War Stories

Diplomacy in Action

What the WikiLeaks documents tell us about the practice of foreign policy.

Julian Assange

The main thing about the latest trove of secret WikiLeaks documents is this: It exists, it’s out there for the world to see, and it would be regardless of whether the editors of the New York Times, Le Monde, the Guardian, Der Spiegel, and El País chose to print the news (and much of this trove is newsworthy) or shut their eyes.

So let’s pretend for a moment that WikiLeaks’ founder, Julian Assange, was motivated not by a messianic, anti-American, cyberanarchistic glee (“I enjoy crushing bastards,” he once told an interviewer) but by a desire to show us how the world really works.

Beyond the questions surrounding the massive nature of their disclosure—right or wrong, catastrophic or merely embarrassing—what do these documents reveal about U.S. foreign policy and the nature of diplomacy?

Mainly they illustrate principles about the “great game” of power politics dating back to Thucydides—that nations behave according to their material interests and that a big part of diplomacy lies in appealing to, threatening, or manipulating those interests.

And they show that, within the narrowing realm in which the United States (or any country) can influence others in the post-Cold War world, the Obama administration has been playing the game fairly well.

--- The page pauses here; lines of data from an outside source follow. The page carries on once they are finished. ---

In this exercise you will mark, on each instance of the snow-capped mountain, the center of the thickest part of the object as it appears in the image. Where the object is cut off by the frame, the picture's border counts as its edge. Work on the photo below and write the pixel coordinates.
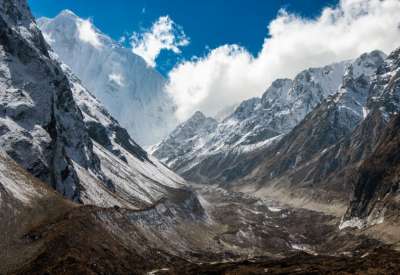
(122, 81)
(55, 129)
(257, 122)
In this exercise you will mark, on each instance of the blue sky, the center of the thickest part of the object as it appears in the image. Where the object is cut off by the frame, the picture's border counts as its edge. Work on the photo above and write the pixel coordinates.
(208, 23)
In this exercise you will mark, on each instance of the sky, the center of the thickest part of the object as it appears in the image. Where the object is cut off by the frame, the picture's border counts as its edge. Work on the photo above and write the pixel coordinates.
(217, 53)
(207, 23)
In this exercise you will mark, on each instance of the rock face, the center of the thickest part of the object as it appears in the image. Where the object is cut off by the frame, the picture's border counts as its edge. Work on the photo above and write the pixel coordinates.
(260, 122)
(55, 129)
(129, 89)
(376, 186)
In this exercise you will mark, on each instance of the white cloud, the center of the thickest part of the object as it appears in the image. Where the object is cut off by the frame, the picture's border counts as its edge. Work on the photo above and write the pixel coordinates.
(163, 35)
(229, 74)
(117, 78)
(87, 33)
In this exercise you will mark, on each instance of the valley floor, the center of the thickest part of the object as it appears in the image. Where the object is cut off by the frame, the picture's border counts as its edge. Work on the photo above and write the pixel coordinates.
(243, 235)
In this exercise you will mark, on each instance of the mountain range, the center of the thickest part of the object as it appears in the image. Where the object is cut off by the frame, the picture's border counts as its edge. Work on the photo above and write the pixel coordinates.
(302, 180)
(131, 91)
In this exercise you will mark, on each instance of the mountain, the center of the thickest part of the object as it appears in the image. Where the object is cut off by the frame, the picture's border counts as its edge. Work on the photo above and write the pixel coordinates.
(79, 196)
(132, 91)
(256, 123)
(55, 129)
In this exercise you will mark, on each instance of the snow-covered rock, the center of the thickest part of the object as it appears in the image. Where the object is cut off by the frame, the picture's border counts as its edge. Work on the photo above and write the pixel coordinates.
(122, 81)
(257, 122)
(60, 133)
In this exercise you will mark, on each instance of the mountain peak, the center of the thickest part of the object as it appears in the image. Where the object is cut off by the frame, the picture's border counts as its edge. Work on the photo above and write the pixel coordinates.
(67, 13)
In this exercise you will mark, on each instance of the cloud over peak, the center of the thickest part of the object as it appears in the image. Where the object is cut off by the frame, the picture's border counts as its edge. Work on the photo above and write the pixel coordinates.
(87, 33)
(165, 34)
(229, 73)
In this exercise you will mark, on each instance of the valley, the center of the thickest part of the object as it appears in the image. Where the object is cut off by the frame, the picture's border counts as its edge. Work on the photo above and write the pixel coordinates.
(301, 180)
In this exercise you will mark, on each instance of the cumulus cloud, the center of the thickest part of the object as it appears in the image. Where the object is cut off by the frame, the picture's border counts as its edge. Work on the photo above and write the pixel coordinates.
(229, 73)
(165, 34)
(87, 33)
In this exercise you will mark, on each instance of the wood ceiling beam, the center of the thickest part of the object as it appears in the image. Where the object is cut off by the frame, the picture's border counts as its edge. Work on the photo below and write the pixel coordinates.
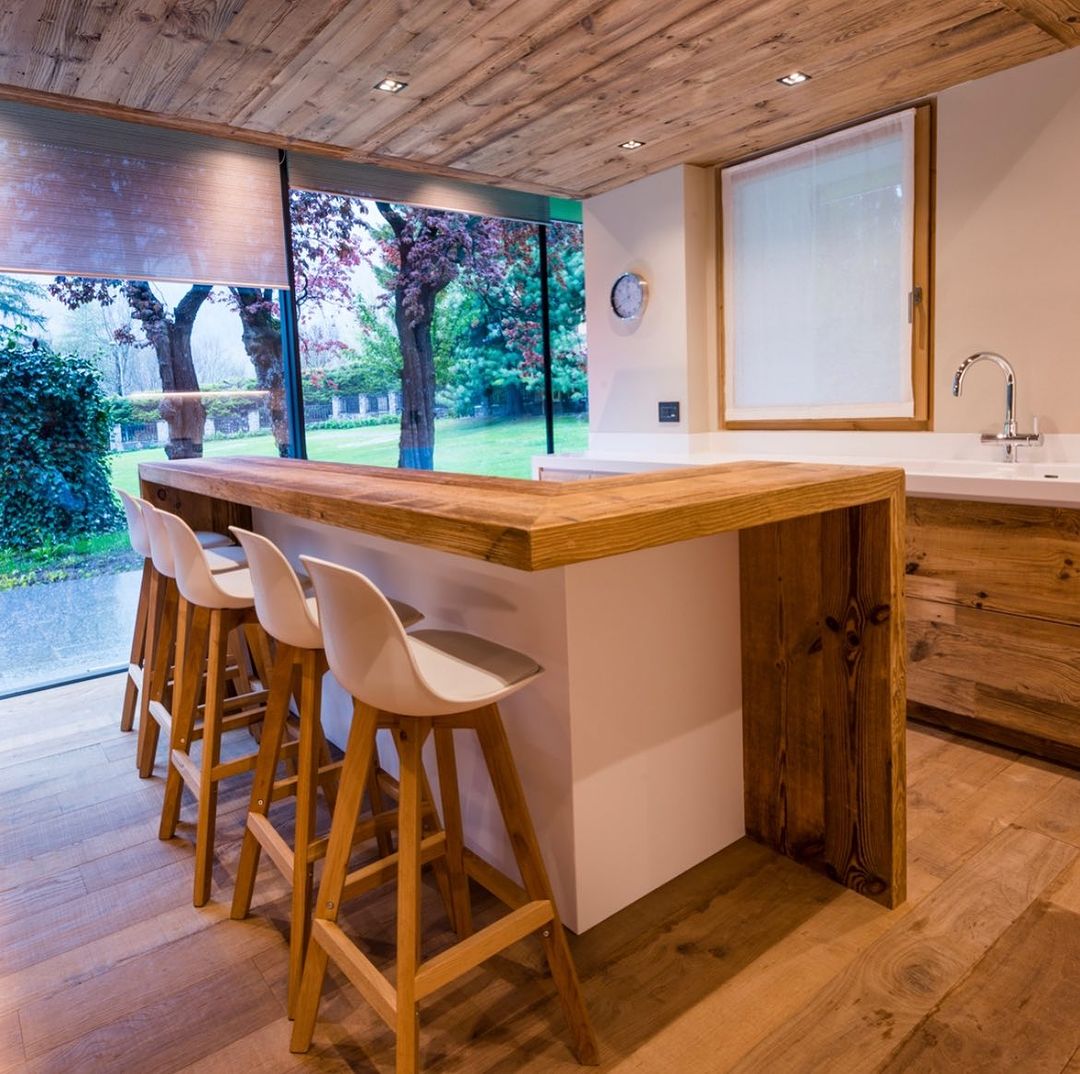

Take the section of the new WikiLeaks documents dealing with President Barack Obama’s attempts to rein in Iran’s nuclear program (in many ways the most interesting section released so far).

Conservative critics have portrayed President Barack Obama as an international naif who relies excessively (or even exclusively) on accommodation and engagement. However, the documents show him, in his first few months in the White House, maneuvering to tighten and broaden the scope of economic sanctions.

George W. Bush had also tried to rally a worldwide sanctions campaign, but he faced roadblocks from Russia and China, whose participation was vital to any such effort’s success. Both countries had strong trade ties to Iran. (China imported nearly one-eighth of its oil from Iran.) So, the documents show, Obama set out to pry loose those ties or to offer rewards for untangling them.

In the case of China, Obama dispatched Dennis Ross, a White House adviser who had been the Middle East negotiator for Presidents Bill Clinton and George H.W. Bush (but who had no post in his son’s administration), to persuade Saudi Arabia to guarantee that it would supply oil to the Chinese if Iran cut them off. As a result of that assurance, China signed up for sanctions.

In the case of the Russians, Obama placated their distress over Bush’s plan to install missile-defense systems on Eastern European soil by canceling the plan. As a result of that move, which triggered a whole “re-setting” of relations between Moscow and Washington, Russia joined the sanctions as well. (Obama didn’t abandon missile defenses; he only relocated the interceptors onto ships, which had the additional benefit of clarifying that they really were aimed to shoot down Iranian missiles, not Russian ones.)

None of this has stopped Iran from pushing on with its uranium-enrichment project, at least not yet. (Nor do the WikiLeaks documents, none of which are stamped with any classification higher than “Secret,” reveal anything about other possible attempts to derail Iran’s nuclear program, such as—according to some, largely speculative recent news stories—sabotaging their centrifuges or possibly killing their atomic scientists.)

So U.S. and South Korean officials discussed the possibilities of a unified Korea in the event that North Korea’s regime implodes, including business deals to “help salve” China’s concerns about co-existing with such a state? Certainly it would make sense to plan for such a contingency.

So U.S. diplomats offered inducements to various countries—millions of dollars for the island nation of Kiribati, a personal meeting with Obama for the president of Slovenia, a suggestion of heightened diplomatic prominence for Belgium—if they resettled detainees from Guantanamo Bay? A bit crude, perhaps, but the brew of statecraft has always contained a dash of bribery.

So State Department cables instructed U.S. diplomats, overseas and at the United Nations, to gather intelligence (e.g., position titles, e-mail addresses, work schedules, frequent-flier account numbers) on their foreign counterparts? It would be more perplexing if they weren’t instructed to do these things.

From the early days of his presidency, Obama has always stressed the centrality of interests in foreign policy. At his first international conferences, the Summit of the Americas and the London G-20 conference, both in April 2009, he defined the task of diplomacy as work on “issues of mutual interest.

This wasn’t to diminish, much less to deny, the importance of such bedrock values as human rights and national independence. At his Nobel speech the following December, he dwelled at length on the intrinsic tensions between interests and values, tensions that have challenged statesmen for centuries (and American statesmen, explicitly, since the end of World War II). But at the summits and in that speech, he concluded that an absolute adherence to values must give way in pursuing vital matters of state and security—nuclear proliferation, counterterrorism, and regional conflicts—where cooperation would promote common interests.

In this sense, Obama’s statements marked a resumption of diplomatic practice and principles, as they had been understood by all powers, great and small, for centuries. In this same sense, the WikiLeaks documents—some of them, anyway—show these principles in action.